AI Overview
Introduction
The AI component of TrioSigno is responsible for recognizing and analyzing gestures in French Sign Language (LSF). This technology allows users to practice their LSF skills and receive real-time feedback on their performance.
Core Technologies
- Python: Main language for AI model development
- TensorFlow/Keras: Framework for training and inference
- MediaPipe: Google library for hand and landmark detection
- OpenCV: Real-time image and video processing
- Flask: Lightweight API to serve the model
- Docker: Containerization for deployment
Model Architecture
TrioSigno’s sign recognition system uses a two-stage architecture:
-
Hand Detection and Landmark Extraction: MediaPipe is used to detect hands in the image and extract 21 3D landmarks per hand.
-
Gesture Classification: A deep neural network is trained to classify landmark sequences into specific LSF gestures.
┌───────────────────┐ ┌───────────────────┐ ┌───────────────────┐
│ │ │ │ │ Landmark │
│ Camera / Video │ ---> │ Hand Detection │ ---> │ Extraction │
│ │ │ (MediaPipe) │ │ (MediaPipe) │
└───────────────────┘ └───────────────────┘ └─────────┬─────────┘
│
▼
┌───────────────────┐ ┌───────────────────┐ ┌───────────────────┐
│ │ │ │ │ Preprocessing │
│ User Feedback │ <--- │ Gesture │ <--- │ (Normalization / │
│ │ │ Classification │ │ Velocity Calc.) │
└───────────────────┘ └───────────────────┘ └───────────────────┘
Dataset
The AI model was trained on a dataset composed of:
- Public French Sign Language datasets
- A proprietary dataset created specifically for TrioSigno
- Augmented data generated using various transformations
The dataset contains over 50,000 samples covering:
- 500+ common LSF signs and expressions
- Variations in hand angles, lighting, and morphology
- Diverse contexts and backgrounds
Neural Network Architecture
The models are based on a transformer architecture.

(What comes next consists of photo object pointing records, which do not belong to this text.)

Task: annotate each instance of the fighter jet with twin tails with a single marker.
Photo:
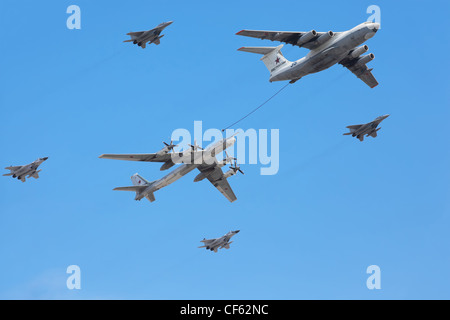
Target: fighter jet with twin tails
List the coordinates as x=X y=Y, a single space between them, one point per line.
x=141 y=38
x=327 y=49
x=30 y=170
x=369 y=129
x=219 y=243
x=195 y=158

They support flexibility in input/output structure, number of attention heads, and layers, enabling specialized lightweight models for small gesture sets.
For example, the French Sign language alphabet only requires hand input—so face and body data are excluded to reduce model size and complexity.
TensorPair: TypeAlias = tuple[torch.Tensor, torch.Tensor]
@dataclass
class DataSamplesInfo:
labels: list[str]
label_map: dict[str, int]
memory_frame: int
active_gestures: ActiveGestures
one_side: bool
null_sample_id: int | None
def __init__(
self,
labels: list[str],
memory_frame: int,
active_gestures: ActiveGestures = ALL_GESTURES,
one_side: bool = False,
null_sample_id: int | None = None,
):
self.labels = labels
self.memory_frame = memory_frame
self.active_gestures = active_gestures
self.label_map = {label: i for i,
label in enumerate(self.labels)}
self.one_side = one_side
self.null_sample_id = null_sample_id
@classmethod
def fromDict(cls, data: dict[str, object]) -> Self:
assert "labels" in data, "Missing 'labels' field in DataSamplesInfo"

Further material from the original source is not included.